Specie a rischio estinzione

Ora, con oltre un milione di specie a rischio di estinzione, “non possiamo fermarci un attimo” nella difesa della biodiversità, come ha detto il capo delle Nazioni Unite per l'ambiente, Inger Andersen, in occasione dell'accordo di Montreal, firmato alla fine della Cop15 da quasi 200 nazioni.

Cop15

L'accordo concluso in dicembre è stato festeggiato in tutto il mondo come un passo storico verso l'obiettivo di fermare la perdita di biodiversità, proteggere il 30% del pianeta e ripristinare il 30% degli ecosistemi terrestri e marini degradati entro il 2030.

“Dobbiamo cambiare il rapporto tra le persone e la natura. Abbiamo messo la natura in un angolo ed è ora di allentare la pressione. Sappiamo che la natura è straordinaria e molto indulgente, se le diamo una mezza possibilità, si riprenderà”, è stato il messaggio ottimistico di Andersen.

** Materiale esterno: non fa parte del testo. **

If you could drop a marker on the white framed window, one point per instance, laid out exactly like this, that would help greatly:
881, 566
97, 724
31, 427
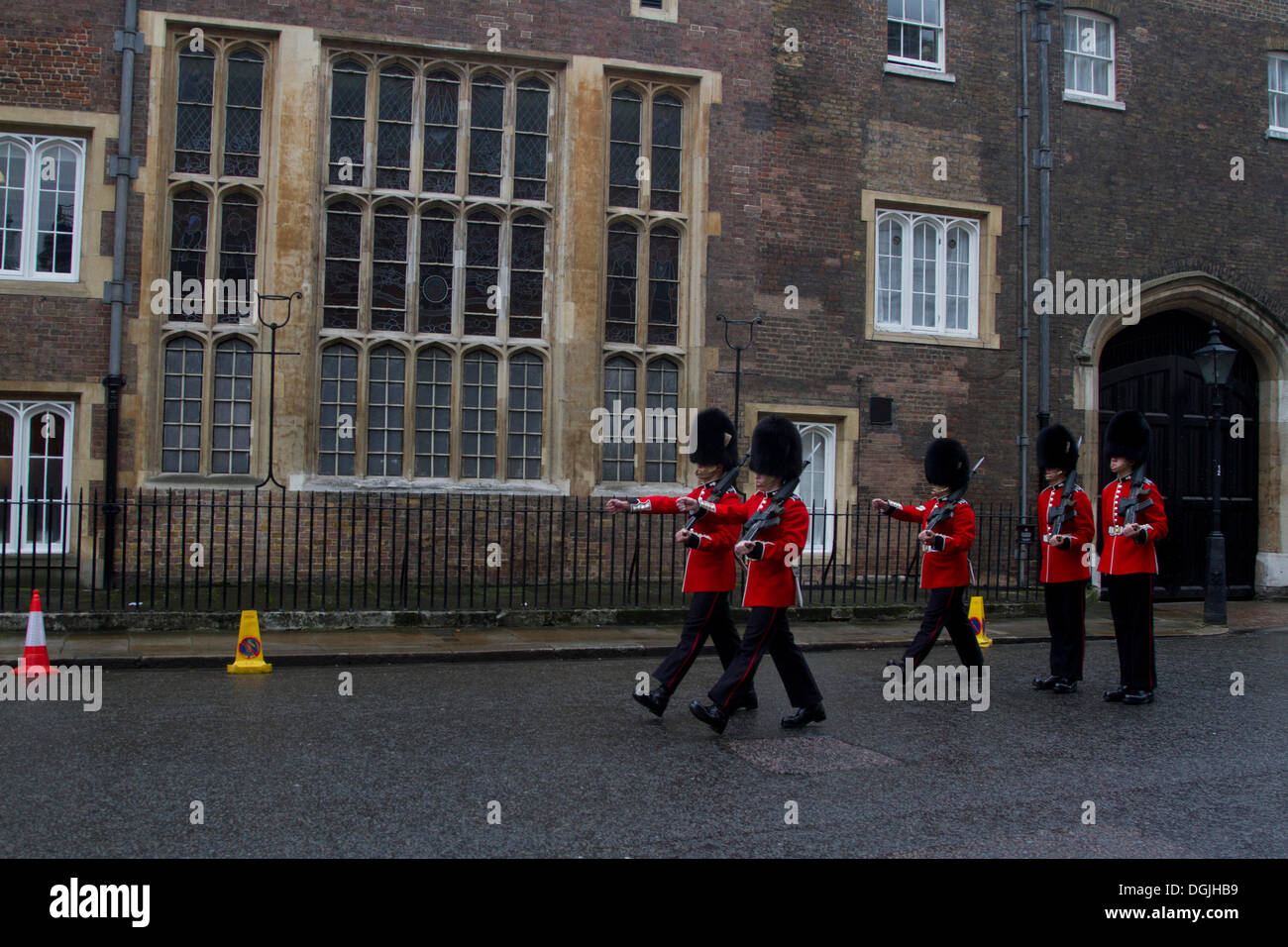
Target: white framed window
1278, 84
42, 185
35, 474
818, 482
914, 34
1089, 55
927, 273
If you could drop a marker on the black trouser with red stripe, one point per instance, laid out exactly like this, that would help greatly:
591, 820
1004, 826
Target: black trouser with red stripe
947, 605
1131, 600
768, 630
708, 615
1067, 603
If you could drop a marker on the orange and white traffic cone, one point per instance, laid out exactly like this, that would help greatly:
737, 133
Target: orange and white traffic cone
35, 656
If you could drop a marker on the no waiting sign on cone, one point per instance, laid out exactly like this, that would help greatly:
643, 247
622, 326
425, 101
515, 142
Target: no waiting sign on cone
35, 655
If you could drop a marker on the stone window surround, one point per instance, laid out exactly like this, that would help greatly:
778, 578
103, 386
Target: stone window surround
990, 217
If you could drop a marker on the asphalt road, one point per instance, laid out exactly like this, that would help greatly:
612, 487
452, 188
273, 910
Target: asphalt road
407, 766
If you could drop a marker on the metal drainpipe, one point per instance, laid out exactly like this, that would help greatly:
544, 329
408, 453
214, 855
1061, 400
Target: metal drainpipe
119, 291
1043, 165
1022, 294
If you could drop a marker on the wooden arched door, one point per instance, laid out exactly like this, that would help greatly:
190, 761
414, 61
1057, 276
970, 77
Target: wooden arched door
1149, 368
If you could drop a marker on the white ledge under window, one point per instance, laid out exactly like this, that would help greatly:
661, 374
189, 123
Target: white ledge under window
1094, 101
419, 484
901, 69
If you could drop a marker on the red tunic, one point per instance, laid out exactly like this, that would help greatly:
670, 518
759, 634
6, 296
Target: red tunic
771, 581
708, 565
1122, 554
1065, 565
945, 566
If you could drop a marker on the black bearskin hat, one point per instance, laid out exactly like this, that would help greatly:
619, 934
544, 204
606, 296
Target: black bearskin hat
776, 449
947, 464
715, 440
1057, 449
1127, 436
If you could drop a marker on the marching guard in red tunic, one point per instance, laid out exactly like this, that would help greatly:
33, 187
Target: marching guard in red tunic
944, 567
708, 569
1132, 519
772, 586
1064, 574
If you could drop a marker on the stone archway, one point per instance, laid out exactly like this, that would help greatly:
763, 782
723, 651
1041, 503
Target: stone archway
1263, 337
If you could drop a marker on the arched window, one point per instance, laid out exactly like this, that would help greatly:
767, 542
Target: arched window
389, 269
619, 317
338, 410
35, 467
664, 285
526, 394
245, 94
385, 399
188, 234
661, 420
478, 415
239, 230
482, 272
343, 262
527, 275
668, 153
442, 95
619, 392
487, 120
433, 412
40, 206
230, 432
180, 405
196, 107
437, 261
348, 121
531, 120
393, 136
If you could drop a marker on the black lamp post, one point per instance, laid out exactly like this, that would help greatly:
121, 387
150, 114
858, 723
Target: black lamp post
1215, 361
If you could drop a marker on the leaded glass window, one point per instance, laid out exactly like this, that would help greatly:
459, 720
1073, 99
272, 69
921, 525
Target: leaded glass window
433, 412
338, 410
531, 124
487, 115
478, 416
434, 279
442, 90
230, 445
618, 455
180, 406
385, 393
523, 451
664, 402
389, 269
343, 261
393, 138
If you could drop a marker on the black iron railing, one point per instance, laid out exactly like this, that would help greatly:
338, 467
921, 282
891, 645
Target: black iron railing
274, 551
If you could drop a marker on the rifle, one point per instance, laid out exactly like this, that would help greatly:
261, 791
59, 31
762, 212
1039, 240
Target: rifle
941, 510
951, 501
721, 487
1061, 514
772, 514
1134, 501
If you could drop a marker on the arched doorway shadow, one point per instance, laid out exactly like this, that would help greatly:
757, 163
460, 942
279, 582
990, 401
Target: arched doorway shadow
1149, 368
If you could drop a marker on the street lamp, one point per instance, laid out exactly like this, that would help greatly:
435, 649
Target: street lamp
1215, 361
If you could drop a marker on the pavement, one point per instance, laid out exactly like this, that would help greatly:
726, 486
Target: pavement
419, 644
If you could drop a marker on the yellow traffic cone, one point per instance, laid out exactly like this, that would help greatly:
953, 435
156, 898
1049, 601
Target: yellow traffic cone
250, 650
977, 621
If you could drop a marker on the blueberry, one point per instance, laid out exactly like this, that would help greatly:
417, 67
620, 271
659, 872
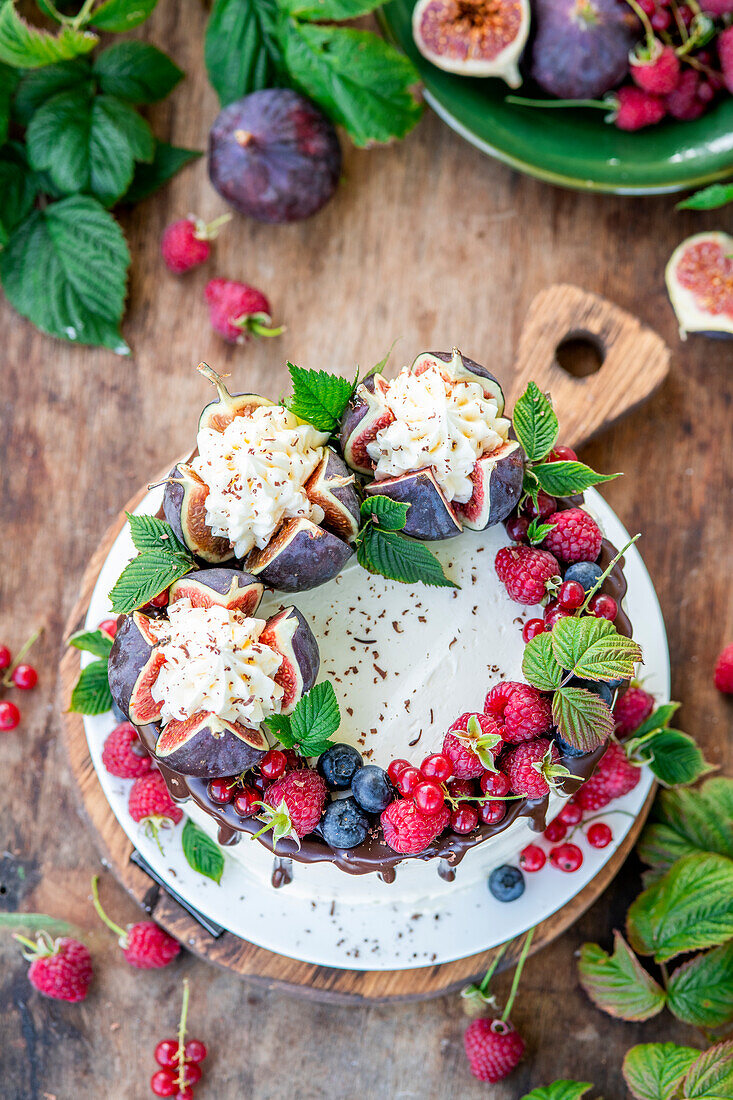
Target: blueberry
506, 882
586, 572
338, 765
372, 789
343, 825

Sull'onda della Cop15, il rewilding è tornato al centro della scena, con progetti in tutto il mondo, dalla reintroduzione dei bisonti nel Regno Unito al ritorno del giaguaro in Argentina, dalla diffusione dei cavalli selvaggi e delle aquile nei Paesi Bassi al lancio del decimo progetto di Rewilding Europe, con il ritorno della lince sull'altopiano a Est di Madrid. Rewilding Europe, fondata nel 2011 da quattro ambientalisti di lungo corso, è una ong con sede a Nijmegen, nei Paesi Bassi, che lavora per riportare alcuni paesaggi europei allo stato naturale, espandendo la fauna selvatica, in modo da avere un impatto positivo sul clima e incoraggiare la biodiversità.

Gli sforzi del gruppo hanno contribuito ad aumentare la popolazione di specie in pericolo come il bisonte europeo e la lince iberica, ampliando gradualmente il loro impatto su dieci aree geografiche distribuite su 12 Paesi europei, dalle Highlands scozzesi ai Monti Rodopi tra Bulgaria e Grecia, passando per l'Appennino Centrale.

Il super-parco

In Italia, Rewilding Europe sta lavorando con partner locali, sotto la guida di Mario Cipollone, per sviluppare cinque grandi "corridoi di coesistenza" che coprono oltre 100.000 ettari e collegano i parchi nazionali d'Abruzzo, Molise, Lazio e della Majella al Parco Regionale Sirente Velino, tutte aree dove l'orso bruno marsicano è la specie più iconica.

L'obiettivo è sostenere la fauna selvatica all'interno dei corridoi, in modo da aumentarne l'abbondanza nei parchi, riducendo i danni causati dagli animali e consentendo alle comunità locali di trarne beneficio. Le azioni sul campo si concentrano sulla riduzione della mortalità degli orsi, sulla promozione della coesistenza, sul sostegno alle imprese basate sulla natura intorno alle aree dei corridoi e sulla sensibilizzazione delle comunità locali e delle persone che visitano queste aree.

Solo 4% di animali selvatici

Questi sforzi di rinaturalizzazione non potranno riparare i danni incommensurabili inferti nei secoli dagli europei alla natura, ma puntano a stabilizzare un equilibrio, tamponando le perdite di biodiversità là dove possibile, tenendo presente che l'agricoltura è il motore principale della distruzione degli ecosistemi naturali e che, grazie all'allevamento del bestiame da macello, ormai il 96% dei mammiferi sulla terra sono bestiame o esseri umani e solo il 4% sono animali selvatici.

Per limitare i danni, c'è chi trae ispirazione dal passato, con la pratica dell'agricoltura rigenerativa o lo sfruttamento di antichi sistemi di irrigazione. Altri guardano avanti, adottando misure innovative nella conservazione, come la diffusione di tetti verdi per promuovere la ripopolazione degli insetti impollinatori o l'utilizzo dell'intelligenza artificiale per monitorare le balene. In complesso, la storia del rapporto fra l'umanità e il mondo della natura non è buono. Ma forse l'accordo raggiunto alla Cop15 può farci sperare che siamo pronti per iniziare a invertire la rotta e che il 2023 sarà l'anno della svolta per fermare la perdita di biodiversità.